Women were 32.6±4.0 years old (mean±standard deviation) and their pre-pregnancy body mass index was 24.1±4.5 kg/m2. There was no difference in diet quality parameters between good (n=26) and poor sleepers (n=69). However, the percentage of energy intake from fat and saturated fat for all women (n=95) were high at 36.0±6.8% and 13.1±4.8% respectively. Fiftyfour percent of women (n=51) had a percent of energy intake from fat above the Acceptable Macronutrient Distribution Range (AMDR, 20-35%). Moreover, 77.9% of women (n=74) had a percent of energy intake from saturated fat above Health Canada’s recommendation (<10%). Furthermore, only 26.3% of women (n=25) met the adequate intake (AI) recommendation for fiber. The average fiber intake was 11.5±4.3 g/1000kcal/d, compared to the AI of 14 g/1000kcal/d. However, their percent energy intake from carbohydrates and proteins were within AMDRs (48.9±7.5% within 45-65% and 16.4±3.3% within 10-35%, respectively).

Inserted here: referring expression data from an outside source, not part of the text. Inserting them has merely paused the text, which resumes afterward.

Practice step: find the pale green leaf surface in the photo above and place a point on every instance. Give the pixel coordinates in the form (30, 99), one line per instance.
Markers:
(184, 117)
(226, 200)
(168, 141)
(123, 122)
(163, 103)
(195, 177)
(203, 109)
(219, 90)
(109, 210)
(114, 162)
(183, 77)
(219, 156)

Although no difference was found in diet quality parameters evaluated between participating postpartum women with good versus poor sleep, they would benefit from education about selection of foods low in fat and saturated fat and rich in fiber.
Our results suggest that nutrition education would be beneficial for postpartum women in order to help them meet nutrient intake recommendations for optimal health.
Funded by
There was no funding related to this research but thank you to the University of Ottawa's Undergraduate Research Opportunity Program (UROP) for their support.